A simple counter shows the immediate benefit. Instead of a messy dictionary, the code is clean and explicit.
The code becomes:
# The Airpine way
def simple_counter():
return Div(
Button(”-”, **Alpine.at.click(”count--”)),
Span(**Alpine.x.text(”count”)),
Button(”+”, **Alpine.at.click(”count++”)),
**Alpine.x.data({”count”: 0})
)
The improvement is even more obvious with a tabs component, which involves coordinating state, click handlers, and dynamic classes.
The code for binding a class to the active tab is wonderfully readable:
Button(”Profile”, **(
Alpine.at.click(”tab = 0”) |
Alpine.x.bind.class_(”{ ‘active’: tab === 0 }”)
))
Collaborative Debugging with AI
It wasn’t all smooth sailing. The first run of the demo app was flooded with client-side JavaScript errors. The x-data attributes were generating invalid syntax. I’m aware of the high level details and many of the specific fixes. But I don’t understand all of the details.
But that’s ok, because it’s just a brainstorming session. If I draw an idea on a whiteboard before building it, I don’t understand every line of code I haven’t written that will be necessary. But it’s still useful as a thinking tool.
Conclusion: AI is amazing for prototyping
It took 90 minutes to go from initial vague idea of wanting something to feel better to a really specific vision that I actually experienced the feeling of in 15+ examples, and over 5 very different design philosophies. This speed would be unthinkable without AI.
AI acted as a whiteboarding tool. It allowed me to:
Explore multiple API designs almost instantly.
Generate proof-of-concept code to validate ideas in seconds.
Automate tedious boilerplate like project scaffolding.

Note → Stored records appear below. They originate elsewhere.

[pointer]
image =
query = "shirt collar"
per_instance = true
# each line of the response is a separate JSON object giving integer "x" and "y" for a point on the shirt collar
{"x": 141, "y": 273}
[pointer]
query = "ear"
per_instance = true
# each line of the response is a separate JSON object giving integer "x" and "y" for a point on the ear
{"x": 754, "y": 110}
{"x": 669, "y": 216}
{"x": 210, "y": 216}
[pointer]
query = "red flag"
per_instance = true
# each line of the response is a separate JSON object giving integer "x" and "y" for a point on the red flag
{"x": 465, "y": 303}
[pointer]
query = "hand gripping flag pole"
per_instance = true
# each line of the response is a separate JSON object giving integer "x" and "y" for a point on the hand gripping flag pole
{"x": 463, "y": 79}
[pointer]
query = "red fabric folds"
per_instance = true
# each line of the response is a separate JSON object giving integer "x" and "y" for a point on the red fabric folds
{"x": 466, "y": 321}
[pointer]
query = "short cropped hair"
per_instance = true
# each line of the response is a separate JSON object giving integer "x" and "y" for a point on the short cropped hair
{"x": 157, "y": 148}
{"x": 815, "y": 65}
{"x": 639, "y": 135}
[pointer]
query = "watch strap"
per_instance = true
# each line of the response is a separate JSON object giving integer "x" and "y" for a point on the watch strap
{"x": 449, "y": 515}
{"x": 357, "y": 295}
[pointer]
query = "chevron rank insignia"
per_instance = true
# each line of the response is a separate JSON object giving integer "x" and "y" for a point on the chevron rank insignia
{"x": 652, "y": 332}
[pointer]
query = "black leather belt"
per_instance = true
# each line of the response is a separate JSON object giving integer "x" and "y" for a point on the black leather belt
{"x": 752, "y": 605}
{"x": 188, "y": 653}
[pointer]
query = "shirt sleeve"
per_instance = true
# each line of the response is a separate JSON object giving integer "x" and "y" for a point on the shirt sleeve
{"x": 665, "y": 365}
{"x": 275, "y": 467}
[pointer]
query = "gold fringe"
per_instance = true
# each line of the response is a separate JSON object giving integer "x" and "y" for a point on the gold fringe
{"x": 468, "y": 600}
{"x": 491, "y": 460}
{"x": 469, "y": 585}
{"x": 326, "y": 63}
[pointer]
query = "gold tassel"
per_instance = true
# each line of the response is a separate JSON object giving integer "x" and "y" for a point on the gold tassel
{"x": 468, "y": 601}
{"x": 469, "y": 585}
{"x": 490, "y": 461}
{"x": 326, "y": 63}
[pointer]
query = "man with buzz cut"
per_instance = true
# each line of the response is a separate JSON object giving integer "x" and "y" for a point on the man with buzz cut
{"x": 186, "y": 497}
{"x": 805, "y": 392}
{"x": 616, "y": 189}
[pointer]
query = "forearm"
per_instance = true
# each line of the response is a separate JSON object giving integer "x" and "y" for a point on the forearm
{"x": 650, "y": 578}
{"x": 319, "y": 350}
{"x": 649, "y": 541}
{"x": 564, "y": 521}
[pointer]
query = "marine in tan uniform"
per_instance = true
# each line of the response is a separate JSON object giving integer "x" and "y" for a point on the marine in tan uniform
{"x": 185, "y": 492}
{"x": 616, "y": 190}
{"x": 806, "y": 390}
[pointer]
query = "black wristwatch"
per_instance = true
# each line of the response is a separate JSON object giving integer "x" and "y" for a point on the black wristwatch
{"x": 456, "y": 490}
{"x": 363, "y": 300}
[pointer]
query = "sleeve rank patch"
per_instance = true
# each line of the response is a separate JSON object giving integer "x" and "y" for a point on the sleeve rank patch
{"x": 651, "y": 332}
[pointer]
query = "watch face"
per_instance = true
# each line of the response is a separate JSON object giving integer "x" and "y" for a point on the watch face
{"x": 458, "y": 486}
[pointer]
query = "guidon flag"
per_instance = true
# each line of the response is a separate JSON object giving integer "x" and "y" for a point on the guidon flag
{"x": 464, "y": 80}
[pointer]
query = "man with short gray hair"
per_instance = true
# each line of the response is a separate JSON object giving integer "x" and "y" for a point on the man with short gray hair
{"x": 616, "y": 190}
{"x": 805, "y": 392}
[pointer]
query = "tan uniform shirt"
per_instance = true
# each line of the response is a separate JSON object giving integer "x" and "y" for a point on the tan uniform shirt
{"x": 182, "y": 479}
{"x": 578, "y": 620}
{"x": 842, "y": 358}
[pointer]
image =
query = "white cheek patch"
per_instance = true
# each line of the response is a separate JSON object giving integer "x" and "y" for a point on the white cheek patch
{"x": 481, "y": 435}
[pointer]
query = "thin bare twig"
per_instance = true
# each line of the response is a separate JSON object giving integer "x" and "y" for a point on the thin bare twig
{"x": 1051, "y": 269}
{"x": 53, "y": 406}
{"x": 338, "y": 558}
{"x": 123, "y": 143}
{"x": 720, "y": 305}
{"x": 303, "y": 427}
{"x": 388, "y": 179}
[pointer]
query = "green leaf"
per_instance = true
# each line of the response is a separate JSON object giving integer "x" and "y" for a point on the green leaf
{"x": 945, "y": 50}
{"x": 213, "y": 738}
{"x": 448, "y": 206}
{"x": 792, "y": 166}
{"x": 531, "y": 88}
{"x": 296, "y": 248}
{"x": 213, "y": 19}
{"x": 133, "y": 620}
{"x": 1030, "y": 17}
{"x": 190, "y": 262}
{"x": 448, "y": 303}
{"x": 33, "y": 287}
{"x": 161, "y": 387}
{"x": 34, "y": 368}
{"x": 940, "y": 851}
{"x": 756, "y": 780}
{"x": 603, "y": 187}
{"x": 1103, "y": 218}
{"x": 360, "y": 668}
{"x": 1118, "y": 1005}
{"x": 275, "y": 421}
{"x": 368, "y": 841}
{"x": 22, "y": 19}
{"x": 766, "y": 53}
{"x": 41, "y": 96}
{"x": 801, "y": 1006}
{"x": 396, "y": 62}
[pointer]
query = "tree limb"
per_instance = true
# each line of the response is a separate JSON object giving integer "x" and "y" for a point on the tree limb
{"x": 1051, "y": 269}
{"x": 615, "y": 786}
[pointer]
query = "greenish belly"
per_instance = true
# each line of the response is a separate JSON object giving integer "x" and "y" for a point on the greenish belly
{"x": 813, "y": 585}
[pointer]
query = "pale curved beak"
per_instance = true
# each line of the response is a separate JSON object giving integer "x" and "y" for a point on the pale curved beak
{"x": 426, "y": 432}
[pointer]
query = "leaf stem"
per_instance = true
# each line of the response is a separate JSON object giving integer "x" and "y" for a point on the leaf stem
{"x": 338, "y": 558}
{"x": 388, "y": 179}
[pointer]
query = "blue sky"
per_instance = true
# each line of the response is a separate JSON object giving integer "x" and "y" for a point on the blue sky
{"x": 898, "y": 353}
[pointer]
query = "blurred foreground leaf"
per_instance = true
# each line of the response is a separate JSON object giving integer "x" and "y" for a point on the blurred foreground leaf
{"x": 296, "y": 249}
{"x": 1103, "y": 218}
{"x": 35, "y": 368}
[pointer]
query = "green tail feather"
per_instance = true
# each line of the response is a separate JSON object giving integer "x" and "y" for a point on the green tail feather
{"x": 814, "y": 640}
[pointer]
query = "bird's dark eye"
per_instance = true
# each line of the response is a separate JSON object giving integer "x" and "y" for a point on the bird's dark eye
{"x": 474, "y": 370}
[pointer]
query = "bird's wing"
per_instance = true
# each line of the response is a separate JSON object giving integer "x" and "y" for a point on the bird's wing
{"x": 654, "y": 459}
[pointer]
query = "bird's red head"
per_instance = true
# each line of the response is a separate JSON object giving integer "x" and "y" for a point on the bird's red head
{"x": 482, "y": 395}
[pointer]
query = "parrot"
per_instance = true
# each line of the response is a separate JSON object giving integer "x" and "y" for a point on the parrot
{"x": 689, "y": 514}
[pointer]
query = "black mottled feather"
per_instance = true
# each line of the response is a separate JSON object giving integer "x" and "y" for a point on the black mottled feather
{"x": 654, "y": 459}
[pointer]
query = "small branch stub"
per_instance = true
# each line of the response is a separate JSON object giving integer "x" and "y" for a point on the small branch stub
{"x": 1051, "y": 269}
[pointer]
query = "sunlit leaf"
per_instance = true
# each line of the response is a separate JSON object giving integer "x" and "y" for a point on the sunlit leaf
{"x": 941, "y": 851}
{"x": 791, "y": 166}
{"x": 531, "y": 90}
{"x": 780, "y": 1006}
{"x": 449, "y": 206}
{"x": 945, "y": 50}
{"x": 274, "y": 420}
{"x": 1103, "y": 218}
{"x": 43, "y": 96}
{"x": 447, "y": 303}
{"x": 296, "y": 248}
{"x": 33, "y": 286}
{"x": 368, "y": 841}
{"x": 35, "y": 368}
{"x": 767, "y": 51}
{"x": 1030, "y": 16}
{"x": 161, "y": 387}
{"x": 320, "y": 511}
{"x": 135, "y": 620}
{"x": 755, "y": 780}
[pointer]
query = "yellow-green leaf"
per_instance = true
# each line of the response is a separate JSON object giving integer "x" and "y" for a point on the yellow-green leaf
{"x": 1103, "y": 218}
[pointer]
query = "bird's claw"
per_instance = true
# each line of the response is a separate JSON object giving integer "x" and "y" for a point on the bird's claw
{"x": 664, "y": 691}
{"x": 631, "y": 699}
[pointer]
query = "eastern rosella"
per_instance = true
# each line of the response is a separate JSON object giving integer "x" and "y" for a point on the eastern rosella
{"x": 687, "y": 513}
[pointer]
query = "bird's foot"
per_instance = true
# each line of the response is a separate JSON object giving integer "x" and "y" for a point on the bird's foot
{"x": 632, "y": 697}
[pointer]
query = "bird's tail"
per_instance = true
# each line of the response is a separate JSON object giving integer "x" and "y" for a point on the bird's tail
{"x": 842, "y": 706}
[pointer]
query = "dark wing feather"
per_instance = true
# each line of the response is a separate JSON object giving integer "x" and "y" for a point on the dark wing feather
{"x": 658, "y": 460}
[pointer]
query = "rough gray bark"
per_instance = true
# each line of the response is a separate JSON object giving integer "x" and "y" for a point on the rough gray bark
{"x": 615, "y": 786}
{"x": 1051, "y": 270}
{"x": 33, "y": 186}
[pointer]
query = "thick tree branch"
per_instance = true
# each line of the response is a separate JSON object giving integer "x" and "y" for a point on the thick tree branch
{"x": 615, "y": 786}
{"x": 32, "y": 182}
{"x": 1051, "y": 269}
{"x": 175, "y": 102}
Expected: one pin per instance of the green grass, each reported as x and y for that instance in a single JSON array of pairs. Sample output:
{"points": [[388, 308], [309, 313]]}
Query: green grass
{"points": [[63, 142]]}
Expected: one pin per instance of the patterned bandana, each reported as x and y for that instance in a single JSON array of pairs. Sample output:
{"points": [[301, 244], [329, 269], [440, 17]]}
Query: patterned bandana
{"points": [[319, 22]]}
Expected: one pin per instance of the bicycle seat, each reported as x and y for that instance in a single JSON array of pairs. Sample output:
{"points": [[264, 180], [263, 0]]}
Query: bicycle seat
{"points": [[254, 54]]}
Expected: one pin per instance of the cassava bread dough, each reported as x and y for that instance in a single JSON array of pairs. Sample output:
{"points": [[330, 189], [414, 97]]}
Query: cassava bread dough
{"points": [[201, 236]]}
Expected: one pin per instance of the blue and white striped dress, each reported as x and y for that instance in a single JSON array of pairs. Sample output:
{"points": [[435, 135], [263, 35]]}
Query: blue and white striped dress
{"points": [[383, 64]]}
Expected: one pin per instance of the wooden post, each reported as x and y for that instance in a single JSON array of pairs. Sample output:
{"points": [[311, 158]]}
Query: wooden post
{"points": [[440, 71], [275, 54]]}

Debug complex issues by rapidly iterating on solutions.
This entire process was a highly productive brainstorming and prototyping session. The AI amplified my ability to think, experiment, and build, turning a multi-day project into a 90-minute sprint. For developers looking to innovate quickly, that’s powerful.
Now the work of building a library I can depend on can begin in a direction i’m confident in.